Scouarnec, ne sont pas très difficiles, mais travailler dans une organisation

c’est entrer en relation avec ses collègues, ceux que l’on n’a pas choisi, ceux

avec lesquels on ne passerait pas un week-end. Les spécialistes du

management ont-ils intégré que le travail devait aussi être un lieu

d’apprentissage de ces relations humaines ?

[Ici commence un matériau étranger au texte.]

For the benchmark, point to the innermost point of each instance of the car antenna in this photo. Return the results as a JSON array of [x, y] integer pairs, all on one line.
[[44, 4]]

La troisième, c’est que les managers ont évidemment une charge de plus

sur les épaules avec cet impératif relationnel. Mais encore faut-il qu’ils le

veuillent et qu’ils en aient la compétence. Est-ce que nos outils de sélection,

de promotion, d’évaluation et de rétribution des managers en tiennent

compte ?

La quatrième, sans doute la plus importante, c’est que la qualité des

relations humaines est aussi une responsabilité générale, partagée.

Chacun en a sa part, les organisations auxquelles on impose une

responsabilité sociale, les managers généralement responsables de tout mais

aussi l’ensemble des acteurs, des salariés. A l’heure où la maîtrise des outils

numériques devient un impératif de l’honnête homme, il faudra peut-être y

rajouter la qualité relationnelle. C’est un vrai enjeu car nos jeunes étudiants,

comme nos managers, considèrent que leur efficacité managériale, le fait de

devenir leader, ce mot qui se traduit si mal en allemand, tiendrait surtout à

leurs qualités intrinsèques propres plutôt qu’à leurs relations aux autres.